Schrader, dem Amalies Geplapper ziemlich auf den Geist ging und der einsehen musste, dass in der dunklen Trocknertrommel nichts zu finden war, zog seinen Kopf wieder hervor und blickte grimmig auf seine Zimmernachbarin.

»Könnten Sie vielleicht einfach mal die Klappe halten? Ich muss nachdenken!« Suchend blickte er sich in der Waschküche um. Wo würde das Personal wohl am ehesten die Dinge ablegen, die es in der abgegebenen Wäsche fand? Auf den ersten Blick fiel ihm nichts auf. Auf einem schmalen Regal befanden sich verschiedene Plastikflaschen mit Weichspülern und Wollwaschmitteln, gleich darunter standen zwei große Packungen Universalwaschmittel. Unwahrscheinlich, dass jemand auf die Idee kommen würde, ein Foto zu dem Waschpulver zu legen. Schrader sah sich weiter um.
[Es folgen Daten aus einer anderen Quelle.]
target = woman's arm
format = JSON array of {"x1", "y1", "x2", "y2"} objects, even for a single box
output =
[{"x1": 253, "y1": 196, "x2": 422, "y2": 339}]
In dem großen Raum war es heller als im Kellergang, denn er verfügte über drei vergitterte Fenster, die an etwa einen halben Meter hohe Lichtschächte grenzten. Das hereinfallende, gelbliche Tageslicht brach sich an den Gitterstäben, traf auf einen mitten in der Waschküche aufgestellten Arbeitstisch und wirkte durch seine Streifen fast wie Gotteslichter am Himmel. Die Oberfläche des Tisches war bis auf Amalies Strumpfkörbchen leer.

Schraders während jahrzehntelanger Tätigkeit als Polizist geschulter Spürblick konnte nichts entdecken, was auch nur entfernt einem Foto glich. Er kniff seine tief liegenden Augen zusammen und schaute sich weiter um.